Marie Constable visiting the Cavendish Laboratory with director of development Malcolm Longair (right) and Geoffrey Constable (right)
In fact, it was not a misprint but part of a wonderful article by Marie Constable, a 101-year-old physicist who had done her PhD at the Cavendish back in the early 1930s.
Constable, who was writing all about her visit to the Cavendish in September last year to attend its Alumni Open Day, gave some marvellous insights into several legendary figures from physics.
Lord Rutherford, she writes, was “a big, bluff and hearty New Zealander”, who was “friendly and helplful”. He would, apparently, make random visits around the lab to his research students, knocking loudly on their door before asking if they needed any help. It was Rutherford, she says, who also instituted the practice of the Cavendish afternoon tea break, serving tea and buns every Wednesday in the library.
James Chadwick, who discovered the neutron and was Rutherford’s effective second-in-command, is described as being “friendly and kind” although he had a reputation for not tolerating silly mistakes and could sometimes “get cross”.
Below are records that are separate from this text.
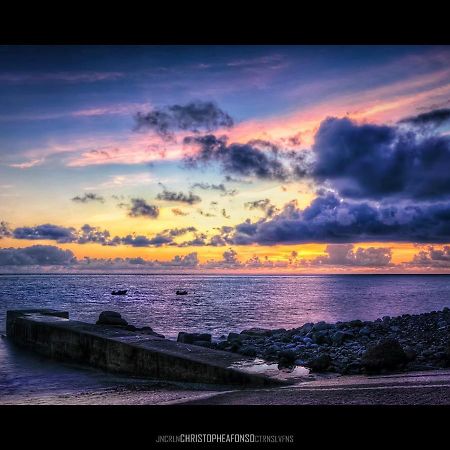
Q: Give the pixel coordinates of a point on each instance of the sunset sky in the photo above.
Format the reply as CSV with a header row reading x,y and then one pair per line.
x,y
213,159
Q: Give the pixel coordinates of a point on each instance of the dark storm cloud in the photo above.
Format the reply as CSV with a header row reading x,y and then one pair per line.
x,y
376,161
256,158
42,255
432,257
329,219
140,208
181,197
194,116
345,255
46,231
88,197
264,205
434,118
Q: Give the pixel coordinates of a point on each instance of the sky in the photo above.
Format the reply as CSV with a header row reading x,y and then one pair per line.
x,y
225,159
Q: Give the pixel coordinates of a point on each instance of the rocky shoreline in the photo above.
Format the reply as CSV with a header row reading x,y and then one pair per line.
x,y
391,344
404,343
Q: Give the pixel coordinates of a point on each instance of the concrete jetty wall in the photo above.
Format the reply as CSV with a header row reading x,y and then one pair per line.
x,y
51,333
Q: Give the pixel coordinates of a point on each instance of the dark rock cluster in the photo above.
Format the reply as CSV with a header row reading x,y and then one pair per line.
x,y
201,339
114,319
408,342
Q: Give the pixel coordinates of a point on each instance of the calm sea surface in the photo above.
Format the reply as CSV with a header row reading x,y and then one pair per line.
x,y
215,304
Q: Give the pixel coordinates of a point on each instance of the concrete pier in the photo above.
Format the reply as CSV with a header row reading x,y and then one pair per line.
x,y
51,333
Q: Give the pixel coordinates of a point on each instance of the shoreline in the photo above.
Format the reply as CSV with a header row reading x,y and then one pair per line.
x,y
410,342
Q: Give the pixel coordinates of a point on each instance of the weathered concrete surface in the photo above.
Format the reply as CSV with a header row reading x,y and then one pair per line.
x,y
51,333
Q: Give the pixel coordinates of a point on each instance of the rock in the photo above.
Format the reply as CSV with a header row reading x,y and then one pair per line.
x,y
320,364
222,345
286,358
410,353
300,362
365,331
339,337
257,332
320,337
321,326
111,318
356,323
306,328
189,338
202,344
248,350
233,337
386,355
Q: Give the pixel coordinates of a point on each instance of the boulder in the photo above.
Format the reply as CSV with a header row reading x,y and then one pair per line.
x,y
340,337
190,338
320,363
321,326
385,356
233,337
286,358
111,318
257,332
248,350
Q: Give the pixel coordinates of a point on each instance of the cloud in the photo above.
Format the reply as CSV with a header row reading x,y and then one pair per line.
x,y
5,230
194,117
63,235
89,234
172,196
143,241
41,255
264,205
28,164
209,187
140,208
216,187
434,118
88,197
179,212
259,159
432,257
378,161
166,237
345,255
330,219
66,77
205,213
46,231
Meanwhile, Constable recalls Patrick Blackett, another Nobel laureate who had served in the Royal Navy, as being “tall, handsome and helpful” and “a remarkable addition to the Cavendish staff”.
Marie also once attended a lecture by Niels Bohr although, perhaps not surprisingly given his taciturnity, she says little about Paul Dirac, other than he “was often seen in the Cavendish and regularly attended the Wednesday afternoon tea-break”.
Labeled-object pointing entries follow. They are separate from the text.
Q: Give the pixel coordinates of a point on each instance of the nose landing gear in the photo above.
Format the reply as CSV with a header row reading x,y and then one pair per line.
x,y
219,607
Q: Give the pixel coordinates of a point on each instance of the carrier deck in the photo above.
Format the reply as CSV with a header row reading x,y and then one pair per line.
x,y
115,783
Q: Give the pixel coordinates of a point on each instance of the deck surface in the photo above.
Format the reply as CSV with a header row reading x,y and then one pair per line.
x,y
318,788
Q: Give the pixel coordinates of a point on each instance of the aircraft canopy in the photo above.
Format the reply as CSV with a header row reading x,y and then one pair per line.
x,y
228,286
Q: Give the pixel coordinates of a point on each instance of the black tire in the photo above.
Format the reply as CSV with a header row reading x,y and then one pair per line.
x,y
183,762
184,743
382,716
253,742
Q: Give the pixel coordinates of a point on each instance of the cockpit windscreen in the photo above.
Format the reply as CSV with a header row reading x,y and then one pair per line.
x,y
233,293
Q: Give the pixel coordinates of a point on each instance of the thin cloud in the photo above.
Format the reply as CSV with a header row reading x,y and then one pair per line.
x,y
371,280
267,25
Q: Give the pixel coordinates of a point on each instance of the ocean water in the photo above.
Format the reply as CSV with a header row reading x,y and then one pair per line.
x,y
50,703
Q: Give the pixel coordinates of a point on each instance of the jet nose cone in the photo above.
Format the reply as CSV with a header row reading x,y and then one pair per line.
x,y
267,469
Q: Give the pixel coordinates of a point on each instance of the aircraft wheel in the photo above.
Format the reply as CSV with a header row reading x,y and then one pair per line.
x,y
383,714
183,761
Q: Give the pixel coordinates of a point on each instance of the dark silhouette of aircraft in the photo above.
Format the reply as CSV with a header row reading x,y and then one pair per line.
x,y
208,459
As for life at the Cavendish, it was apparently “serene and decent” and the atmosphere was “collaborative rather than adverserial”.
But despite being the only female graduate student at the Cavendish at the time, Constable says she did not encounter much discrimination. However, she admits that when she was an undergraduate, women had to sit at the front of the lecture room – “for fear their attention might be distracted by too much male proximity”. And she was later prevented from attending a workshop course for research students, forced to enrol instead at a local technical college instead.
Luckily that worshop experience proved handy and Marie carved out a career as a safety expert.
It’s a great little story and marvellous to see there are still living links with the glory days of Cambridge physics. The full article can be read at CavMag, which will be put online at this link shortly
“Afternoon tea and buns” – ah, if only I could convince my employer to revive such a noble tradition and replace the smorgasbord of health and stress surveys, quality reviews and professional development plans that seem to appear on a weekly basis. However, I shall aim to progress to Rutherford’s “personal tutor” modus operandi rather than my current Chadwick-stylee!
Lord means really tthat what Lord Rutherford did. He surved tea and buns means he surved his heart and tallent to the fellows.